The daffodil blossoms were discarded until the 1934 parade, when they decorated the vehicles and bicycles that wound through Puyallup and neighboring towns. The parade grew into the Spring Fair and Daffodil Festival, which has become one of Pierce County’s major events, a fixture every year except during World War II, 1943-1945.
The festival is held after the daffodil season is over, rather than in mid-season, as was the early tradition. The Daffodil Festival organization has juggled the date to work closer to Easter, and recently “to coincide with the Puyallup Spring Fair” (Kawada). “The heyday of a national advertising campaign for the Valley’s daffodil trade came in April 1957 when the Marshall Field Department Store in Chicago filled its nine floors with the flowers” (Price-Anderson, P. 155).
The Puyallup Valley flower industry, however, like all valley agricultural industries, has fallen victim to increasing suburbanization, as housing tracts, malls, and industry encroach inexorably on farms and fields. In 2007 there were fewer than 300 acres in daffodils, about 250 acres at the Roger Knutson farm, and only six acres at the historic Van Lierop farm, which once comprised 200 acres. “Everything cost more, yet we get the same prices as we did 20-30 years ago,” lamented Neil Van Lierop. “It’s not working out so good.” Van Lierop’s father, Simon, a fourth-generation bulb farmer from the Netherlands, had come to the Puyallup Valley in 1929.
Puyallup's Daffodil Festival
The Daffodil Festival is now institutionalized, a year-round production managed by a mostly volunteer, nonprofit 501(c) (3) organization.

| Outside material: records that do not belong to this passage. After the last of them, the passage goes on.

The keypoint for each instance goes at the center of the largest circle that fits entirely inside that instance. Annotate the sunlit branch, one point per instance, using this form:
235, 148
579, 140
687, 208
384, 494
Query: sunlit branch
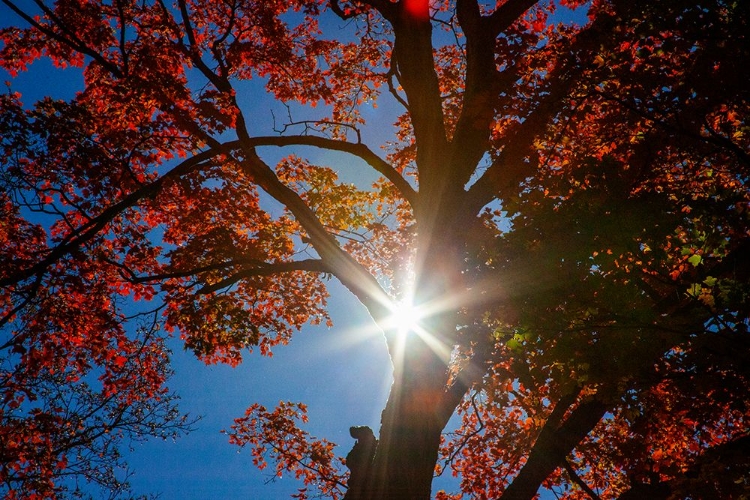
265, 269
505, 15
357, 149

There is only one full-time employee. It oversees several events through the year, including several other parades.
The process of choosing parade princesses from 22 participating Pierce County high schools is a mini-industry itself. “The festival is not just about daffodils. There are the scholarships, $40,000 worth, that we give out to the court,” said Susan McGuire, the Festival’s vice-president for public relations. She has been active in the organization since 1999. And, as a member of the Pacific Northwest Hosting Association, the Daffodil Festival participates in other similar events around the Pacific Northwest, “spreading the word about the beautiful things in Pierce County,” McGuire said.
The Daffodil Parade actually consists of four parades in one, appearing in Tacoma, Puyallup, Sumner, and Orting in one day. “I don’t think there’s another parade out there that does that,” McGuire said. Nearly 118,000 spectators viewed the 2007 parade, she said.